This cross-campus effort is part of a broader vision detailed in the 2030 sustainability goals for the university to create living laboratories across campus in order to increase opportunities for students and researchers to use the UI campus as an educational and research laboratory for the simultaneous improvement of campus sustainability and ecosystems. Several courses at the university currently use the prairie to teach or have plans to conduct research or applied coursework at the prairie in the spring semester.
As the Prairie Restoration Project continues to grow, we encourage faculty, staff and students who may want to engage with ARP in their courses, conduct research, visit the prairie, or volunteer to reach out to the Office of Sustainability and the Environment. It is our hope that this project, along with other planned living laboratories across campus, will enrich the opportunities of our campus community by offering applied opportunities for research and discovery.
Background: Until the early 1840's, the entirety of Iowa was blanketed in grasses and wildflowers, a landscape known as the Tallgrass Prairie. This vast expanse of wildflowers and grasses up to twelve feet tall was home to indigenous peoples and astonishingly diverse wildlife.

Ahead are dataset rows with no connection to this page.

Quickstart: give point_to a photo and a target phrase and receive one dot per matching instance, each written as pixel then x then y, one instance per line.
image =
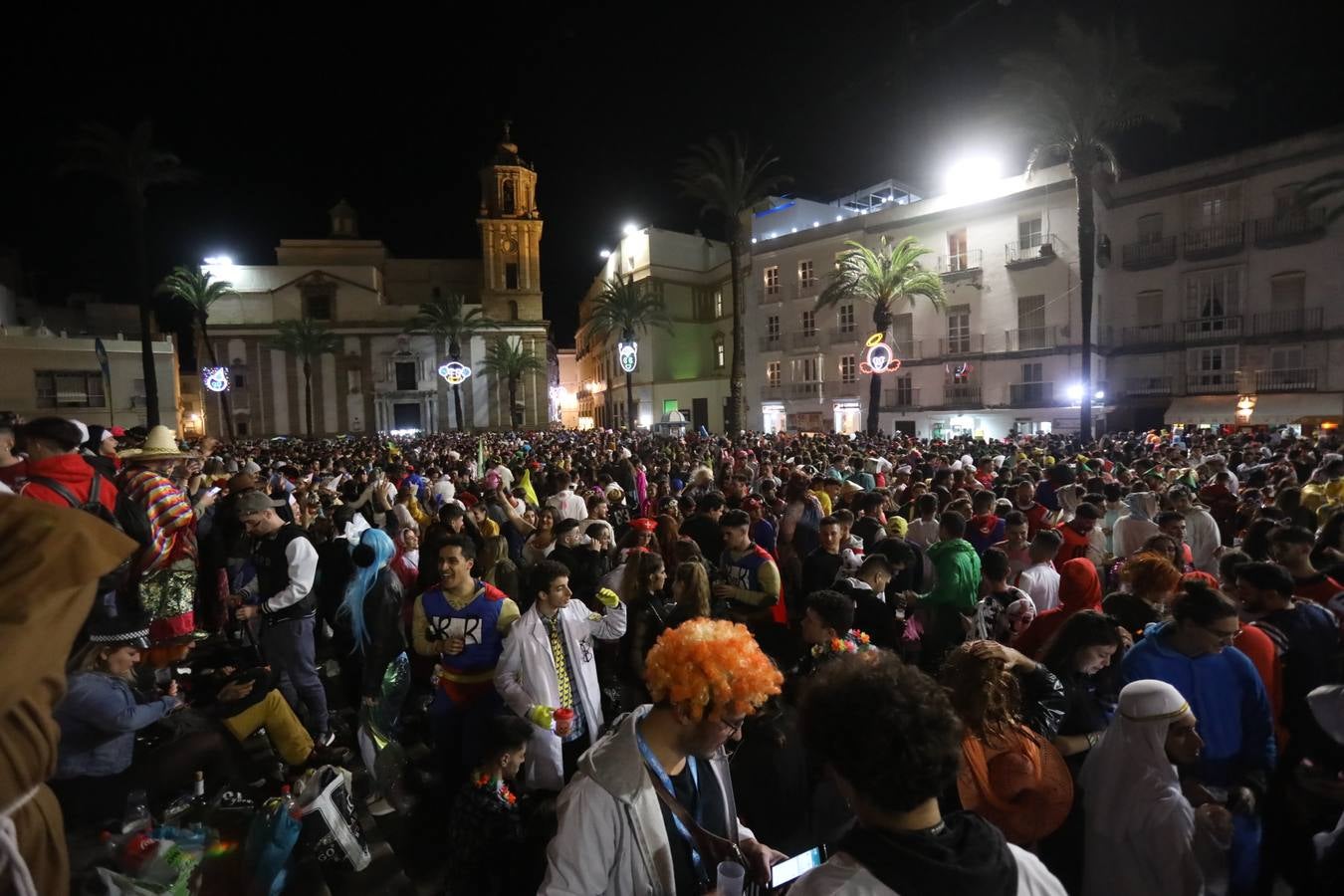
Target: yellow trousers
pixel 287 734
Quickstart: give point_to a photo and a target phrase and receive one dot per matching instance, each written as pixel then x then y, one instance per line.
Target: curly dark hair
pixel 984 692
pixel 884 727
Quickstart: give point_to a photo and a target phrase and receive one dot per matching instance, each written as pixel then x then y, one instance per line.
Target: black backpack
pixel 117 577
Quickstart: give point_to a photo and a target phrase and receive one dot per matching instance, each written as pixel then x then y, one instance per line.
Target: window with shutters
pixel 772 280
pixel 1031 323
pixel 806 274
pixel 959 330
pixel 848 369
pixel 69 388
pixel 1028 233
pixel 845 318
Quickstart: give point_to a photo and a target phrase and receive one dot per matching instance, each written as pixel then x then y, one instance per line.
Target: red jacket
pixel 74 473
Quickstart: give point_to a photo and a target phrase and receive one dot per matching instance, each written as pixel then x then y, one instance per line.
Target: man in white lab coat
pixel 549 664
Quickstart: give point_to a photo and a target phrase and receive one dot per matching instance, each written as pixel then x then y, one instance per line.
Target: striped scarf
pixel 172 523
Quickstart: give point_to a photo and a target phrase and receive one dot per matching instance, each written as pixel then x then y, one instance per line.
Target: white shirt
pixel 1040 581
pixel 567 506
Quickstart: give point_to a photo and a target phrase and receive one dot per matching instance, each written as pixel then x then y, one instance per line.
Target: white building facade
pixel 1210 293
pixel 684 369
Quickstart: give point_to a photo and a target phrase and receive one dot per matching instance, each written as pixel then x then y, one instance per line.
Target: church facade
pixel 382 377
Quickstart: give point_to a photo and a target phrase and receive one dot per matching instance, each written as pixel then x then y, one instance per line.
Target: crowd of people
pixel 1025 665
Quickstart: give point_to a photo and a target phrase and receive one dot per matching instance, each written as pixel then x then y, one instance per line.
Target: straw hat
pixel 160 445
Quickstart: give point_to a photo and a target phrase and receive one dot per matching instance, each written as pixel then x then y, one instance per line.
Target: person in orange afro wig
pixel 710 669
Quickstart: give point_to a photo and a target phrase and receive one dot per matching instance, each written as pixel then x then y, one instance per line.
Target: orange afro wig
pixel 710 669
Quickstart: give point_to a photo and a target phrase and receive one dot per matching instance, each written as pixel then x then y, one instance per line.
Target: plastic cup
pixel 732 879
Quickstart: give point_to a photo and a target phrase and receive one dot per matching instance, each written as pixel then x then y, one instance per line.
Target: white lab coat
pixel 526 677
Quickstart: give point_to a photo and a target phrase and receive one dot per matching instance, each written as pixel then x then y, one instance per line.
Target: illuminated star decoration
pixel 454 372
pixel 880 357
pixel 628 354
pixel 215 377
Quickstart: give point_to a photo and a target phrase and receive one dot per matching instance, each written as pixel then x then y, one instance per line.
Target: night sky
pixel 283 118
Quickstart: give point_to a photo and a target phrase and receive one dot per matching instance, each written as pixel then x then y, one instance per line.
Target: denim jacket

With the arrival of Euro-American settlers, the once rich and nutrient-dense soil became over-exploited, through a combination of poor farming methods and industrialized agricultural practices. Today, less than 0.01% of native Tallgrass Prairie remains in Iowa. As a public institution serving the greater good, the UI is beginning to face the task of reversing the centuries-long degradation of our vital natural resources. The Prairie Reconstruction Project at Ashton Cross Country Course is essential to this effort, providing hands-on educational experiences for our students, while preserving a rare native Iowa landscape.
Reconstruction to Date: Phase I of the Prairie Reconstruction Project involves the conversion of a one-acre plot of unused fallow pasture land to a native prairie. Prairie plant seed used in the reconstruction is biogeographically referenced, assuring that it is native to Johnson County, Iowa.
Planned Prairie Reconstruction for 2021: During the current academic year, the UI will expand the current prairie by six acres, using $7,500 in financial support from an EPA Farmer-to-Farmer Cooperative Agreement grant, whose PI is Professor Craig Just of the College of Engineering, who teaches in the Environmental Science Program in CLAS. Dr. Just’s grant is focused on improvements in water quality, habitat, and environmental education.
Our partners: We owe special thanks to the UI Department of Athletics for permission to reconstruct ARP at the Ashton Cross Country Course. UI Student Government provided a $1,500 grant, used to purchase native plant seed for this reconstruction, for which we are deeply grateful. Finally, we wish to thank the Iowa Native Plant Society for awarding us $500 to help design and manufacture educational signage.